Abdeljelil Bedoui, a critiqué, en outre, le blocage politique qui devient une source d’inquiétude pour les observateurs ainsi que l’absence de tout souci patriotique de la part du gouvernement, ce qui constitue une source de préoccupation pour les investisseurs et les partenaires étrangers.

Il a fait savoir que situation sécuritaire de la Tunisie s’est dégradée, notamment avec l’existence d’un marché d’armes ainsi que l’existence des groupes armés disposant des moyens financiers considérables leur permettant d’accéder à ce marché », a-t-il souligné.

L’expert économique a déclaré aussi que la situation dans les régions devient dramatique voire explosive notamment avec ce qui se passe au Mali et l’existence de groupes terroristes sur les frontières.

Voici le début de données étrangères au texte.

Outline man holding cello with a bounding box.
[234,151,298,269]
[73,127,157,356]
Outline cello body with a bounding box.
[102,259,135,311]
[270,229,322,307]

Sur les solutions, Abdeljelil Bedoui a précisé qu’il aurait aimé que la décision de Hamadi Jebali de former un gouvernement de technocrates trouve de l’écho, surtout que le gouvernement a montré ses limites et il n’a pas proposé des solutions pour faire sortir le pays de l’impasse.

Il a estimé encore que l’administration tunisienne a perdu sa crédibilité avec la nomination catastrophique d’ex-prisonniers au détriment des compétences. « On aurait dû les indemniser sans dégrader l’image de l’administration tunisienne et entacher son rendement », a-t-il dit en appelant à s’attaquer à la corruption et au gaspillage, en premier lieu, dans les administrations. C’est ainsi qu’il a appelé, entre autres, à transformer tous les privilèges d’octroi des bons d’essence en une simple prime de transport dans l’objectif de réduire le gaspillage en termes de carburants. En faisant sienne cette procédure, le Maroc a pu faire des économies de l’ordre de 27% sur son budget de fonctionnement, a-t-il souligné.